Meta Data
Metadata, or the data about data in an interesting topic in data science and information retrieval. Metadata originated long before computers came into existence. Let’s start with how libraries used Meta data. Libraries had a catalog of their books. But they also had more information about the book along with it like the author, publication, year, etc. This additional piece of information is over and above the content of the book. Hence this is referred to as Metadata.
Now we will focus our attention on how metadata is used on the web. There are few ways in which metadata can be stored inside the webpage. The metadata of a webpage can be classified into 2 things. General information, like title, description, keywords, etc which is just some form of text information about the web page. They are typically put on the HTML page using the tag called meta.
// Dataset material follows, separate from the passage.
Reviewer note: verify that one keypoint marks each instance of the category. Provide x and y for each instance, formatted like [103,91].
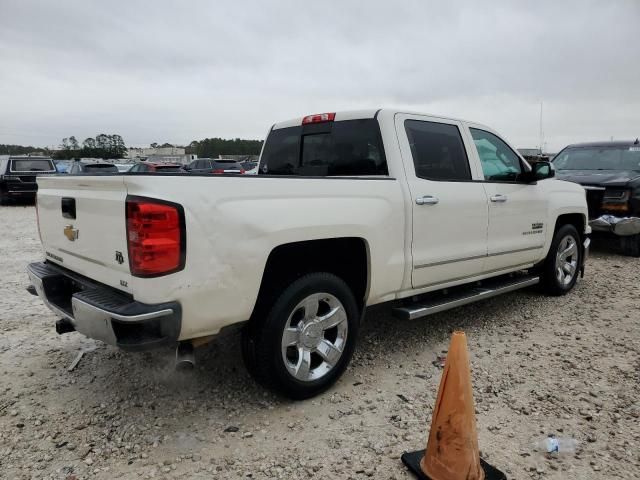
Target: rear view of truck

Other than specialized use cases like charset, which has its own semantics, the general meta tag has a name and a content attribute.
Just like
<meta name=”keywords” content=”HTML,CSS,XML,JavaScript”>
These meta tags were used to give additional information for the machines, like the editor, browser, or search engines. But this didn’t have any structure or the structure was loosely defined by these tools.
Then was born structured data. The purpose of them is to not add value to the viewer of the page, but to the search engines and other semantic processors. Primarily pushed forward by Google. You can read more about structured data and various formats supported on this google page.
In short, Google supports 3 formats,
Google’s recommended format is JSON-LD, which is a JavaScript notation embedded in a <script> tag in the page head or body. The markup is not interleaved with the user-visible text, which makes nested data items easier to express, such as the Country of a PostalAddress of a MusicVenue of an Event. Also, Google can read JSON-LD data when it is dynamically injected into the page’s contents, such as by JavaScript code or embedded widgets in your content management system.
There are many entities defined in schema.org like articles. They can be defined on the page and search engines can understand your page better. The rating widget you see on the right, which allows you to rate this article, is the visible component of this structure. But Google cannot read the fancy stars we have drawn to figure the ratings. Hence the same data is also represented in the JSON-ld format on this page, so it can read the ratings given by our users.